Lines and Colors art blog

Eye Candy for Today: Alma-Tadema's Moses

The Finding of Moses, Sir Lawrence Alma-Tadema
The Finding of Moses, Sir Lawrence Alma-Tadema.

The link above is to the file on Wikimedia Commons (click on their image for large version) though the image at top is from a version on WikiPaintings (click “Show Sizes” for larger versions). I think the latter image has better color, though it has been inexplicably flopped left to right (I’ve corrected it here).

The original is in a private collection. It was sold at auction today for a record price for 19th century European paintings (through Sotheby’s, though I can’t find the sale record on their new, poorly arranged website.)

Alma-Tadema worked on the painting for two years. The slaves do not look happy.


Comments

6 responses to “Eye Candy for Today: Alma-Tadema's Moses”

  1. Did they have delphinium flowers in ancient Egypt?

    1. cparker Avatar

      I think we need to take Alma-Tadema’s romanticized depiction with more than a grain of salt.

  2. Yeah, I’m gonna guess that those aren’t historic hairdos. Tadema was a storyteller, not an historian.

  3. Amazing realism on the figures, though, the facial expressions, and especially the baby–he looks like you could reach right into the picture and lift him out. Thanks for sharing.
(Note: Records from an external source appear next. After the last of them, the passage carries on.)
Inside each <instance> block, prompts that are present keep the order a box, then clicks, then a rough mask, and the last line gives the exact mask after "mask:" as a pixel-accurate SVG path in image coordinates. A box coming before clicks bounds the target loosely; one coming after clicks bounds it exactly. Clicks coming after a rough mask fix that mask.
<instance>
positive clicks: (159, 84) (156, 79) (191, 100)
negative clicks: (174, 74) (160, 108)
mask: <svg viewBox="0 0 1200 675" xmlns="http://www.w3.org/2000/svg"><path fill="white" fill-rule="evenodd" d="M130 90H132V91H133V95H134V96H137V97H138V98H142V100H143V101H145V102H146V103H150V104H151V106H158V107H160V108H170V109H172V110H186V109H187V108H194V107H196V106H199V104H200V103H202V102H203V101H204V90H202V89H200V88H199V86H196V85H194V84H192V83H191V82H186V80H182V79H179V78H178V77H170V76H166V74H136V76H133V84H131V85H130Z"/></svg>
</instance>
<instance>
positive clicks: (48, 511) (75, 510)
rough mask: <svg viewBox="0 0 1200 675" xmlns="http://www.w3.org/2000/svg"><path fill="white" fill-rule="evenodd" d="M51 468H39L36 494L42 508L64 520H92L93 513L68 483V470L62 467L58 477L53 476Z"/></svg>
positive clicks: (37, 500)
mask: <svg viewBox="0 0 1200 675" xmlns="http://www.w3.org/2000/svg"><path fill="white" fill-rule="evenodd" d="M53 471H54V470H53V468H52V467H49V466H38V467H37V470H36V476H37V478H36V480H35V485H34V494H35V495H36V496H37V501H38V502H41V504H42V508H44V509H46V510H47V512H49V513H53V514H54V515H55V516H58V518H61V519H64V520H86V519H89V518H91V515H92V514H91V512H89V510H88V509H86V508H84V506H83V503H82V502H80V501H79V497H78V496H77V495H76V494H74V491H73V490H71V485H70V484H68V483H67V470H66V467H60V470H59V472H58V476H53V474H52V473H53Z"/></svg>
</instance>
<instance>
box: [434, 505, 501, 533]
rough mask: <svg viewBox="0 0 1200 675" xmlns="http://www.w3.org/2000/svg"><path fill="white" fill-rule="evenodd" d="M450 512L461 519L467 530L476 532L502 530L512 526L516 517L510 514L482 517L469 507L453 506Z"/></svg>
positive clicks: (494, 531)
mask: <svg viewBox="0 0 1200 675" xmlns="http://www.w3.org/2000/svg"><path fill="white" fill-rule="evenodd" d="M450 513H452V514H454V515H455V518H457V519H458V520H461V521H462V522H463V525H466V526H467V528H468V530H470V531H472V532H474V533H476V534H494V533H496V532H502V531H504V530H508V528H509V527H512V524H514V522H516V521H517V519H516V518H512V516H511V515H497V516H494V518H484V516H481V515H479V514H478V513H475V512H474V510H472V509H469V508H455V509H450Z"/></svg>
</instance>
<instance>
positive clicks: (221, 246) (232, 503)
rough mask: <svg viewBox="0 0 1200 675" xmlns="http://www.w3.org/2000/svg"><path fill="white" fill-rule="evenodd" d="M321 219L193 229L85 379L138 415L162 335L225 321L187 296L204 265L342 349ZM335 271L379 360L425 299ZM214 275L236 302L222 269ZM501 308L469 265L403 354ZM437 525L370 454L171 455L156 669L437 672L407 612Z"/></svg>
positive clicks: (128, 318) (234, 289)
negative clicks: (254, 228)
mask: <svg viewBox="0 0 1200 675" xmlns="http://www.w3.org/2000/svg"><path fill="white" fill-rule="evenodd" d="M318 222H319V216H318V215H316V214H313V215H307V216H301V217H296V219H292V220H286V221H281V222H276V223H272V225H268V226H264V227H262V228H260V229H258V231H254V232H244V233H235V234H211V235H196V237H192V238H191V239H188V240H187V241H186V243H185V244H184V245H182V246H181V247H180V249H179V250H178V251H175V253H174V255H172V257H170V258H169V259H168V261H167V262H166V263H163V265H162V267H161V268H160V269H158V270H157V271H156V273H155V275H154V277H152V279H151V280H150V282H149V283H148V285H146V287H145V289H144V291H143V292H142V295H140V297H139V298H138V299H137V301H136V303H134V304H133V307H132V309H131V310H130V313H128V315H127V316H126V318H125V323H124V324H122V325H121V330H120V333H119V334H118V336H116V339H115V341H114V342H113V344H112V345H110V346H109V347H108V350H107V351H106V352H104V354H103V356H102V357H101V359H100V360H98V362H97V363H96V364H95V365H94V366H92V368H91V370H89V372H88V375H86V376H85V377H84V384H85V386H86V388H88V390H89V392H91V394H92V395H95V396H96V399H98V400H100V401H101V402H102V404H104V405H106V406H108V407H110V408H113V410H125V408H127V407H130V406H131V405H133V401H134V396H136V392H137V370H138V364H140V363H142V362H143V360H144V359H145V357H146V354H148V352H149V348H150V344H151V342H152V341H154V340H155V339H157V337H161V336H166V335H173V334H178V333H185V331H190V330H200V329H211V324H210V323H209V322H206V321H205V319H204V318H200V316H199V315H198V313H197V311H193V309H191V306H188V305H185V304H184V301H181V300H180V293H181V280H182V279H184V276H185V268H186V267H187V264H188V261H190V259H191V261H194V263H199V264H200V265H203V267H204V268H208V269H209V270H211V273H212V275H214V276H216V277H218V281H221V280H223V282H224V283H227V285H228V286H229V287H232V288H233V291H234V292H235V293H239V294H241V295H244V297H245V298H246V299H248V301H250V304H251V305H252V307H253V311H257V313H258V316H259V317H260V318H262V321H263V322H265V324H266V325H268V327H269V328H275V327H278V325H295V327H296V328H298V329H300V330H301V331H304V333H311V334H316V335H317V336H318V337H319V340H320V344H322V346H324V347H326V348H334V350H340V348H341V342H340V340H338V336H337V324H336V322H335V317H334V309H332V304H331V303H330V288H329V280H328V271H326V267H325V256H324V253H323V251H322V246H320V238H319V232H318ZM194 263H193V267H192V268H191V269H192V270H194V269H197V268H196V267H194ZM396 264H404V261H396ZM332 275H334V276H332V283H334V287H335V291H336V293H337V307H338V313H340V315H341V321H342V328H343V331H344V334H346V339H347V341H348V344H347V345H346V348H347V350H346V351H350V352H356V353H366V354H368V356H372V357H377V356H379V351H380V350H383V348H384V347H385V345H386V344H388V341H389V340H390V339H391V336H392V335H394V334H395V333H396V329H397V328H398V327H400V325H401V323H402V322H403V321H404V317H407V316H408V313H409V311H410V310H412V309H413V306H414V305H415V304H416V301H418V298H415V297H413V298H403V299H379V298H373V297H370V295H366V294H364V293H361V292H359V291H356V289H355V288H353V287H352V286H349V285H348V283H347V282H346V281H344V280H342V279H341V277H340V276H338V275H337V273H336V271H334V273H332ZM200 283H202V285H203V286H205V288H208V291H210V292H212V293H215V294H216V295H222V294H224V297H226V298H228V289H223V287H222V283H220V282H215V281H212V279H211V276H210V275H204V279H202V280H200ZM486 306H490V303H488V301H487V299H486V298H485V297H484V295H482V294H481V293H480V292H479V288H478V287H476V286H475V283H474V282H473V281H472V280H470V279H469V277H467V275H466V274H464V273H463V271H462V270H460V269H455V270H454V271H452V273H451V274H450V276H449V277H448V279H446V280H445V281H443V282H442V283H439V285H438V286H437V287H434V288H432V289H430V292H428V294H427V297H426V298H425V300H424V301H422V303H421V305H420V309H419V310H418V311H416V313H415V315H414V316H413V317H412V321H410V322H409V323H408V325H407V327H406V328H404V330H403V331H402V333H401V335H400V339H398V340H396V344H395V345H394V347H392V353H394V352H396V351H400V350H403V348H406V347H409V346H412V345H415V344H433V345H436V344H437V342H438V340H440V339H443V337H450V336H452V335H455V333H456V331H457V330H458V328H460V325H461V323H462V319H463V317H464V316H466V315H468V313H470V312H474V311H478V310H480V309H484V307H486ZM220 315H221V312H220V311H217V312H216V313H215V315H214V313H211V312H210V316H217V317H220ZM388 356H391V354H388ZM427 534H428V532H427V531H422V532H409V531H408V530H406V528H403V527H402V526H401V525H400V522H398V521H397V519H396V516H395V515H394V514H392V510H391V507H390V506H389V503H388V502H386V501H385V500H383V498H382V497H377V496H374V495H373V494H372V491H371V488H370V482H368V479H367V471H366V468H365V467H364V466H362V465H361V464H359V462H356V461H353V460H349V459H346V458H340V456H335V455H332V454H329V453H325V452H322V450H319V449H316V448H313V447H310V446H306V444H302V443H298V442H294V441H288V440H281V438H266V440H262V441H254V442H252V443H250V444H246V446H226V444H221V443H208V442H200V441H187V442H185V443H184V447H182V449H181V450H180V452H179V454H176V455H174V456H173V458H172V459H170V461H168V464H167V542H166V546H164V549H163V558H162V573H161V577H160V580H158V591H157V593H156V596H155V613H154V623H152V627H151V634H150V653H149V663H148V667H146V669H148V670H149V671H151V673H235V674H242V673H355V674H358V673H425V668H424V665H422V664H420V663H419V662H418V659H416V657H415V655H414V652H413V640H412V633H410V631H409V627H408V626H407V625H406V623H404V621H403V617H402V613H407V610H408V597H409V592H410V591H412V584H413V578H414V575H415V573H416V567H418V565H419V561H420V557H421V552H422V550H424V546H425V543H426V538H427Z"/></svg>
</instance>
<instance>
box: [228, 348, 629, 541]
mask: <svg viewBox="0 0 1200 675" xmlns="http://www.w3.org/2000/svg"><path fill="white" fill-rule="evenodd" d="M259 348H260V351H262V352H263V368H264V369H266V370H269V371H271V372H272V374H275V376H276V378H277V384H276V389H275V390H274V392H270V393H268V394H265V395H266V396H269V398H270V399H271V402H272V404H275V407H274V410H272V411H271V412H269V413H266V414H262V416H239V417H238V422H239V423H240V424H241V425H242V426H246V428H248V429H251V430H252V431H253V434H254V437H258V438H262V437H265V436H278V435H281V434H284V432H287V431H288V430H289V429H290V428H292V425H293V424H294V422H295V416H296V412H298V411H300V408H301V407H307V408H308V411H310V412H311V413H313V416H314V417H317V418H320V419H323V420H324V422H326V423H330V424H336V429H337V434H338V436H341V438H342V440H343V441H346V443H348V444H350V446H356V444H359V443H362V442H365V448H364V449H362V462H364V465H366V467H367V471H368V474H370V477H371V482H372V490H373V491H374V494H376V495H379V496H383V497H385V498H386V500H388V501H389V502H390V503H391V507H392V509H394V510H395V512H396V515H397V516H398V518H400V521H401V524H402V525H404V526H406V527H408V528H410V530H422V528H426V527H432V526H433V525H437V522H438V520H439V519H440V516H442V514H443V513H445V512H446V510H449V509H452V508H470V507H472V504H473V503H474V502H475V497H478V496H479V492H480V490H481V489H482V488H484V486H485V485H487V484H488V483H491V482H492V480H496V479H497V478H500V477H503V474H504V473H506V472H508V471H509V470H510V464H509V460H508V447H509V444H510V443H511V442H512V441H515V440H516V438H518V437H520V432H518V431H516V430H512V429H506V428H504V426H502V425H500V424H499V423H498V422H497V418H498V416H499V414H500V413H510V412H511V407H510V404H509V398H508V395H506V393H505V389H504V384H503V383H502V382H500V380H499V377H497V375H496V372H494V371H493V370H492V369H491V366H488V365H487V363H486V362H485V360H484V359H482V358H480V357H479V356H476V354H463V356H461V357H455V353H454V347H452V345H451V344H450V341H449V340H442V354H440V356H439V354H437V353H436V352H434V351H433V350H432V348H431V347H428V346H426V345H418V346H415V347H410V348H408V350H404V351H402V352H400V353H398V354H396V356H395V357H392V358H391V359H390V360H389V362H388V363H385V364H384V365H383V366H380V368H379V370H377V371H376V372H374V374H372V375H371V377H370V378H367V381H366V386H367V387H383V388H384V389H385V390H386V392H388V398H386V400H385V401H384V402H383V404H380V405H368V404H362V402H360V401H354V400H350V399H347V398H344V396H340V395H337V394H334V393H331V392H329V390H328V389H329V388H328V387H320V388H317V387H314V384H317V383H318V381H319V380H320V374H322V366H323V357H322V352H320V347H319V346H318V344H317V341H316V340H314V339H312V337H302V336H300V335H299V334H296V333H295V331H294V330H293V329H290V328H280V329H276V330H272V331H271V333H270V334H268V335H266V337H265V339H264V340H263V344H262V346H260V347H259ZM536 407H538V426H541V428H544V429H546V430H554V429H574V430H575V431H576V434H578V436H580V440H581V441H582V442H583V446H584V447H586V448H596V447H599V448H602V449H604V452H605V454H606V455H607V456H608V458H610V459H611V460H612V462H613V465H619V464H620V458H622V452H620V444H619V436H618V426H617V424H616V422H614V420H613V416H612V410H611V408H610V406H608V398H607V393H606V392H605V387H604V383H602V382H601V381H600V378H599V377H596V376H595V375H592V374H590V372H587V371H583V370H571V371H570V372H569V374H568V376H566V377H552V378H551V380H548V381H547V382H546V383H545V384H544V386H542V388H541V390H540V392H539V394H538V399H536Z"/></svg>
  4. Moses didn’t have to be found; as a hungry three-month-old infant he was crying his lungs out. This is the amazing story: When she (Jochebed) saw how good?looking he was, she kept him concealed for three lunar months. When she was no longer able to conceal him, she then took for him an ark of papyrus and coated it with bitumen and pitch and put the child in it and put it among the reeds by the bank of the river Nile.Further, his sister stationed herself at a distance to find out what would be done with him.
    After a while Phar?aoh’s daughter came down to bathe in the Nile River, and her female attendants were walking by the side of the Nile River. And she caught sight of the ark in the middle of the reeds. Immediately she sent her slave girl that she might get it. When she opened it she got to see the child, and here the boy was weeping. At that she felt compassion for him, although she said: “This is one of the children of the Hebrews.”
    The glorious Delphiniums are a different unknown story, even though one variety is named BLUE NILE. The Greek Pedanius Dioscoride gave the plant its Latin name. http://www.blackmore-langdon.com/category/Delphiniums

  5. It’s amazing.Visual historical pictures.